I can't seem to find the answer in my notes can you help me??
- Anonymous9 years agoFavorite Answer
Korematsu v. United States, 323 U.S. 214 (1944), was a landmark United States Supreme Court case concerning the constitutionality of Executive Order 9066, which ordered Japanese Americans into internment camps during World War II.
In a 6-3 decision, the Court sided with the government, ruling that the exclusion order was constitutional. The opinion, written by Supreme Court justice Hugo Black, held that the need to protect against espionage outweighed Fred Korematsu's individual rights, and the rights of Americans of Japanese descent. (The Court limited its decision to the validity of the exclusion orders, adding, "The provisions of other orders requiring persons of Japanese ancestry to report to assembly centers and providing for the detention of such persons in assembly and relocation centers were separate, and their validity is not in issue in this proceeding.")

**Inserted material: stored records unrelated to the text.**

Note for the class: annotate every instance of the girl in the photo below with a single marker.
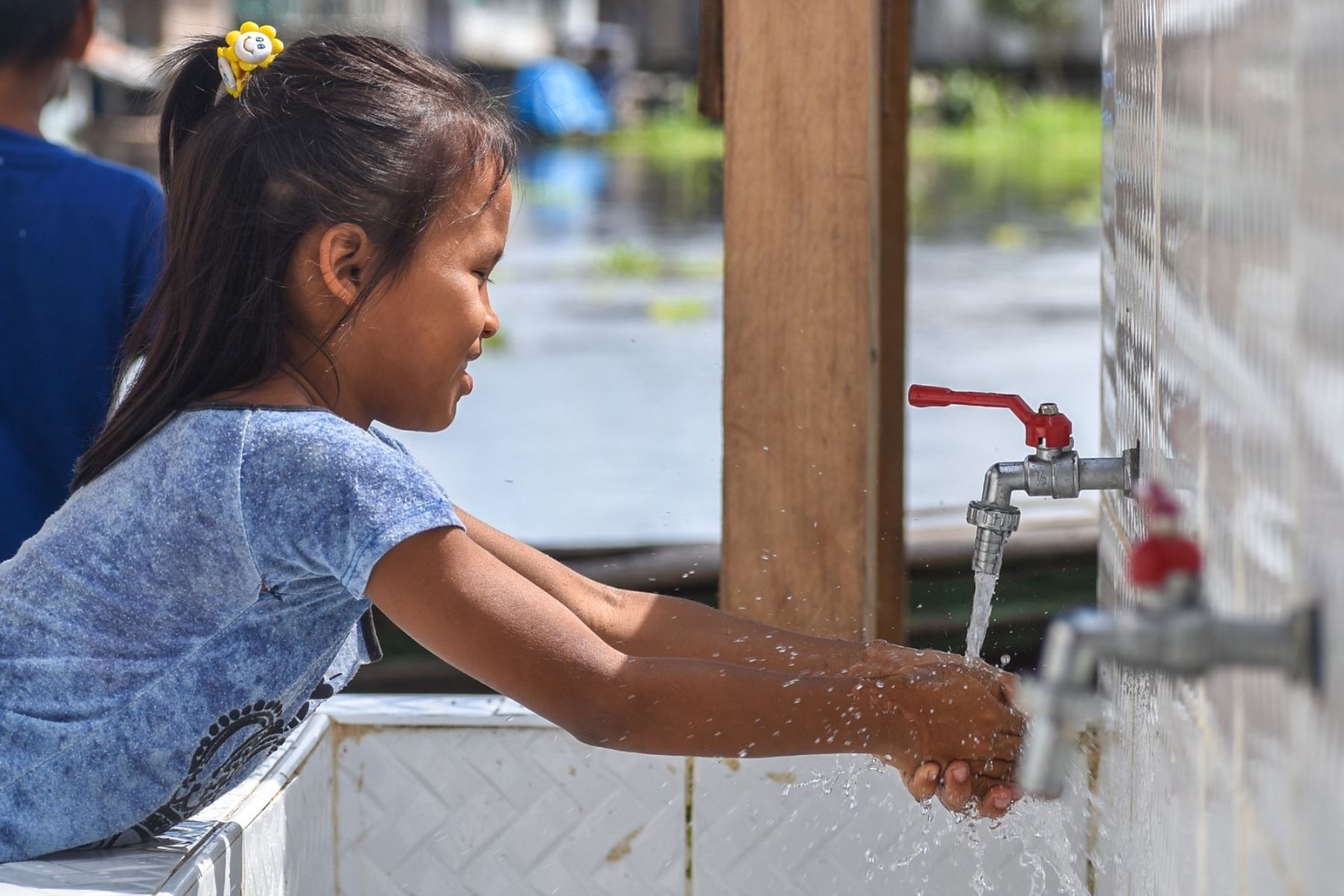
(331, 235)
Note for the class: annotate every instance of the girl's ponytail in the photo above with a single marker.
(336, 129)
(193, 90)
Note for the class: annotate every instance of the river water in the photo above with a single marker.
(596, 418)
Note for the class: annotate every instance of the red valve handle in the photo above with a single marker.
(1164, 553)
(1048, 430)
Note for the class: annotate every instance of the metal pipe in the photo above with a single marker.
(1184, 641)
(1001, 480)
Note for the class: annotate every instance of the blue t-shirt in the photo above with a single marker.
(181, 615)
(80, 250)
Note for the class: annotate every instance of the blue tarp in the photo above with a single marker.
(558, 97)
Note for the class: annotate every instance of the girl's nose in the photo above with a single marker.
(492, 323)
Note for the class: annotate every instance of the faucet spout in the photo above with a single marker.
(1175, 630)
(1001, 480)
(1189, 641)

Former Supreme Court Justice Tom C. Clark, who represented the U.S. Department of Justice in the "relocation," writes in the Epilogue to the book Executive Order 9066: The Internment of 110,000 Japanese Americans (written by Maisie and Richard Conrat).The truth is, the writ of habeas corpus shall not be suspended, and despite the Fifth Amendment's command that no person shall be deprived of life, liberty or property without due process of law, both of these constitutional safeguards were denied by military action under Executive Order 9066.

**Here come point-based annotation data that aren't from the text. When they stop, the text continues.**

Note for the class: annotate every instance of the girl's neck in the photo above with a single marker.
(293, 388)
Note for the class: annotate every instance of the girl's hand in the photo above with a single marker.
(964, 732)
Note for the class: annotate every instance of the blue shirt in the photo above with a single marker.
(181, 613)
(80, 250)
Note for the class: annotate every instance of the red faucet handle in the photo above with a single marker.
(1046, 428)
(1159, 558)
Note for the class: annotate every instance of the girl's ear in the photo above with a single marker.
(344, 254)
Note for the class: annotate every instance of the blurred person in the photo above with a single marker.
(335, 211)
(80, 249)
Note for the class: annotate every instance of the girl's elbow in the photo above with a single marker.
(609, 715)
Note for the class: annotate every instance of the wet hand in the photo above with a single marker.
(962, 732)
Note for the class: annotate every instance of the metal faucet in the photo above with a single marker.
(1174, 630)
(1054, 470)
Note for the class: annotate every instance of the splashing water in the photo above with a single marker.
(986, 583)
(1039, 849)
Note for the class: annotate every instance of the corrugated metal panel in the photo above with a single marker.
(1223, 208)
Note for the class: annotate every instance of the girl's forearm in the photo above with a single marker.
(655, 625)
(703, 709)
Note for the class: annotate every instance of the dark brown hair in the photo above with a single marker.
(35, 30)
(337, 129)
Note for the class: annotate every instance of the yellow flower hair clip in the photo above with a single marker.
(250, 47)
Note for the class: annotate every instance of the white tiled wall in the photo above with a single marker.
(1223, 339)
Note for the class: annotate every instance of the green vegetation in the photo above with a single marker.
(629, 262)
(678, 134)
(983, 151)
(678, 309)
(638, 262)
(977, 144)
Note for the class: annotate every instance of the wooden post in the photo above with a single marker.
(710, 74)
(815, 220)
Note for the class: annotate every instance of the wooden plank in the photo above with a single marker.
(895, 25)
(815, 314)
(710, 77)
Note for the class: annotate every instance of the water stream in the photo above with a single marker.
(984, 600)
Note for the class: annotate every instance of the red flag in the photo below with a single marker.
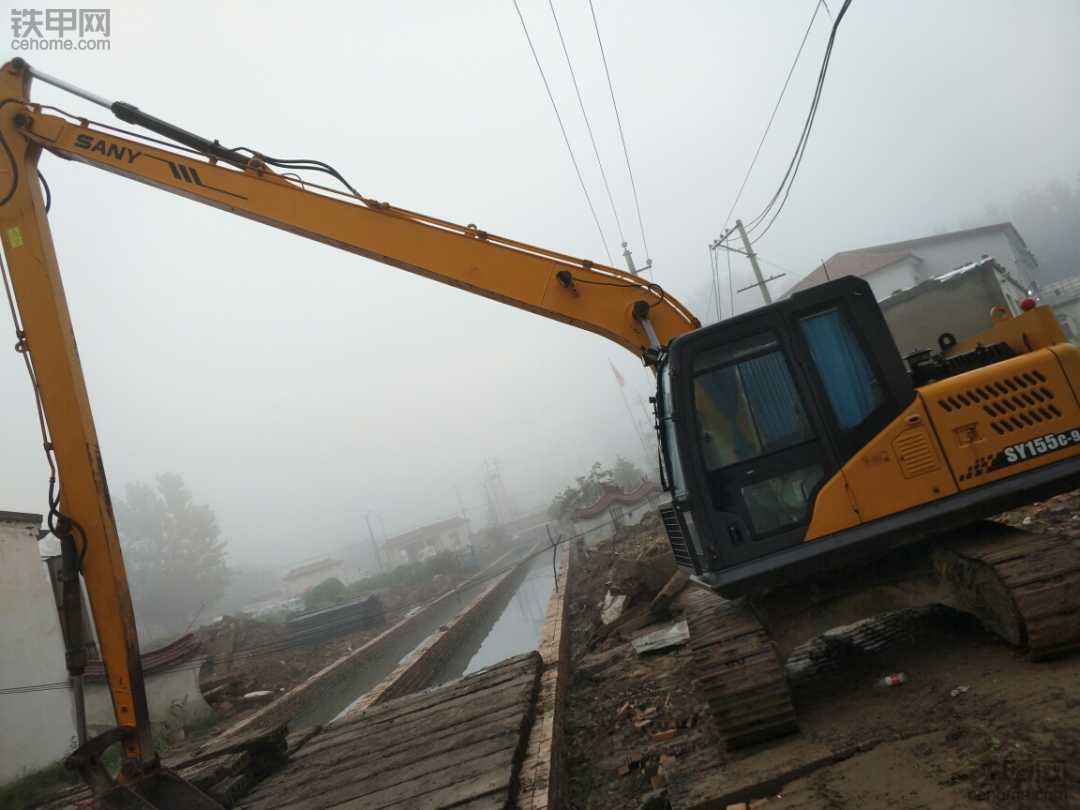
(622, 382)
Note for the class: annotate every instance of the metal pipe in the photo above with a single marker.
(48, 79)
(80, 709)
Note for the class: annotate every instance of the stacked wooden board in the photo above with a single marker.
(459, 745)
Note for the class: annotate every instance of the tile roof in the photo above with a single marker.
(610, 497)
(423, 532)
(319, 565)
(865, 260)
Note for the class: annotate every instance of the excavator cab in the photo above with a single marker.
(794, 440)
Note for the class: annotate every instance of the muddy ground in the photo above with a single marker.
(974, 726)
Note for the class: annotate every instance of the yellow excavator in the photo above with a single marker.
(814, 477)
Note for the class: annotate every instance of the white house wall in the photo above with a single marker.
(173, 699)
(38, 727)
(903, 274)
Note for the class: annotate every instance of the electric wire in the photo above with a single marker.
(49, 193)
(562, 126)
(589, 126)
(784, 190)
(622, 136)
(772, 117)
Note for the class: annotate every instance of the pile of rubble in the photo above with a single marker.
(633, 682)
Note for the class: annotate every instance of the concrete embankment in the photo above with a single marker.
(542, 780)
(422, 666)
(320, 698)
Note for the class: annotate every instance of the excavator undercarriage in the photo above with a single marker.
(1024, 588)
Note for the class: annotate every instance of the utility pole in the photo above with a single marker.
(761, 282)
(375, 545)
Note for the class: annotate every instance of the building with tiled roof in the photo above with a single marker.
(898, 266)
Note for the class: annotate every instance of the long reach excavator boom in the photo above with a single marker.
(633, 312)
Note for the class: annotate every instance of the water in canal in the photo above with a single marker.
(515, 624)
(510, 626)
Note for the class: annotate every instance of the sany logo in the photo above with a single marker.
(1048, 443)
(104, 147)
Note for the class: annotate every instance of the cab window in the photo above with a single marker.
(746, 402)
(850, 382)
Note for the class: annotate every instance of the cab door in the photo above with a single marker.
(771, 405)
(757, 429)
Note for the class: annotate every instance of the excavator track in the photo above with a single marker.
(739, 671)
(1023, 586)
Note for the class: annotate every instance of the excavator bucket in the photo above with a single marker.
(158, 790)
(144, 786)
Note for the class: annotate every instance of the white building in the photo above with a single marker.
(1064, 298)
(37, 715)
(427, 541)
(309, 575)
(899, 266)
(613, 509)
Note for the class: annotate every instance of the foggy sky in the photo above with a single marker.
(295, 387)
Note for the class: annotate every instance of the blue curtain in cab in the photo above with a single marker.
(842, 366)
(773, 400)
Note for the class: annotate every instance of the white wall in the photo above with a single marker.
(946, 255)
(903, 274)
(37, 728)
(173, 698)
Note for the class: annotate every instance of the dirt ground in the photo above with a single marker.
(974, 726)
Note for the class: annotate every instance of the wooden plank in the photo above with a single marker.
(412, 703)
(429, 748)
(427, 745)
(467, 781)
(451, 796)
(351, 783)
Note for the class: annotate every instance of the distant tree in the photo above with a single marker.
(173, 552)
(1049, 220)
(626, 474)
(588, 489)
(325, 594)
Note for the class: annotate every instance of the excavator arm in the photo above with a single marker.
(623, 308)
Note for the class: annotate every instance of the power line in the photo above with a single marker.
(793, 167)
(562, 127)
(772, 117)
(622, 137)
(589, 126)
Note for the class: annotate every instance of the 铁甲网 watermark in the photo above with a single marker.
(61, 29)
(1024, 782)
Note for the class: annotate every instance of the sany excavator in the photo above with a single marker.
(814, 478)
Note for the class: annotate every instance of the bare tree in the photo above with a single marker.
(175, 557)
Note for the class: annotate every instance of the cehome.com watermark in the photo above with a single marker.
(61, 29)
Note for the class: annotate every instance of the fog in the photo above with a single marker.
(296, 387)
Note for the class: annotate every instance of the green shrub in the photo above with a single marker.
(327, 593)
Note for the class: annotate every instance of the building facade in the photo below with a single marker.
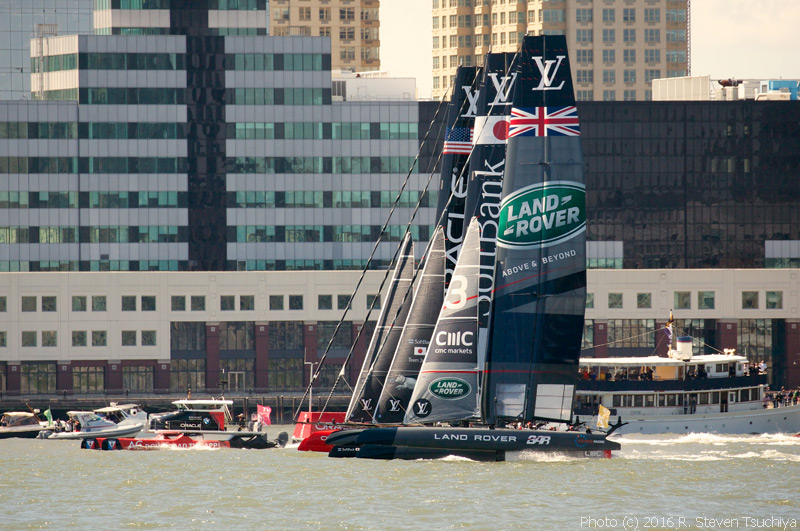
(616, 47)
(19, 21)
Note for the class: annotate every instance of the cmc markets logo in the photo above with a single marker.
(449, 388)
(542, 214)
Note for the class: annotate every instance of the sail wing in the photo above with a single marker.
(486, 169)
(384, 340)
(416, 336)
(540, 274)
(455, 156)
(447, 386)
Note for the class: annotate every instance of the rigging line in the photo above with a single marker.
(366, 268)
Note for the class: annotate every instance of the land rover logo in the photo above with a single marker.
(449, 388)
(542, 214)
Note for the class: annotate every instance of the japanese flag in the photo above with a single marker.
(491, 130)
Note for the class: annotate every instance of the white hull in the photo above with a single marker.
(777, 420)
(117, 431)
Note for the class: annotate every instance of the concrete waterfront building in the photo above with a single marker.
(616, 47)
(184, 204)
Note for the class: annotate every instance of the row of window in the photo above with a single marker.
(97, 234)
(49, 338)
(93, 165)
(295, 165)
(705, 300)
(323, 233)
(292, 165)
(324, 131)
(147, 303)
(330, 199)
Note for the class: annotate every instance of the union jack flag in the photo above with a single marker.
(545, 121)
(458, 141)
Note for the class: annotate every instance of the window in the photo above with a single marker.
(652, 15)
(99, 338)
(79, 338)
(247, 302)
(583, 15)
(749, 300)
(78, 303)
(295, 302)
(128, 303)
(198, 303)
(583, 35)
(705, 300)
(148, 303)
(652, 35)
(138, 378)
(178, 303)
(276, 302)
(227, 303)
(774, 300)
(88, 379)
(28, 304)
(129, 338)
(683, 300)
(98, 303)
(325, 302)
(148, 338)
(373, 299)
(629, 14)
(49, 338)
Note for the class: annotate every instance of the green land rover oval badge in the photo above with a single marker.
(542, 214)
(449, 388)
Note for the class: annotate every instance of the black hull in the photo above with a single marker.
(475, 443)
(22, 434)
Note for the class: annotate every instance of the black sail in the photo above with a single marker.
(455, 158)
(384, 340)
(487, 165)
(540, 274)
(415, 339)
(447, 388)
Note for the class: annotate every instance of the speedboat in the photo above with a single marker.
(178, 439)
(682, 393)
(21, 424)
(114, 421)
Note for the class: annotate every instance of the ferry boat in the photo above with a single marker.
(20, 424)
(681, 393)
(124, 420)
(178, 439)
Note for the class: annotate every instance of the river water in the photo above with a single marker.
(694, 481)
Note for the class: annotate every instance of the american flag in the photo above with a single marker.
(545, 121)
(458, 141)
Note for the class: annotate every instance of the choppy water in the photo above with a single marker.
(656, 482)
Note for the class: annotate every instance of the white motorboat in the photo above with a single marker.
(21, 424)
(682, 393)
(114, 421)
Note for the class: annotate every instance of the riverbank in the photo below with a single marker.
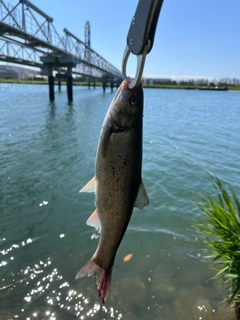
(152, 86)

The decision in Korematsu v. United States has been very controversial. Korematsu's conviction for evading internment was overturned on November 10, 1983, after Korematsu challenged the earlier decision by filing for a writ of coram nobis. In a ruling by Judge Marilyn Hall Patel, the United States District Court for the Northern District of California granted the writ (that is, it voided Korematsu's original conviction) because in Korematsu's original case, the government had knowingly submitted false information to the Supreme Court that had a material effect on the Supreme Court's decision.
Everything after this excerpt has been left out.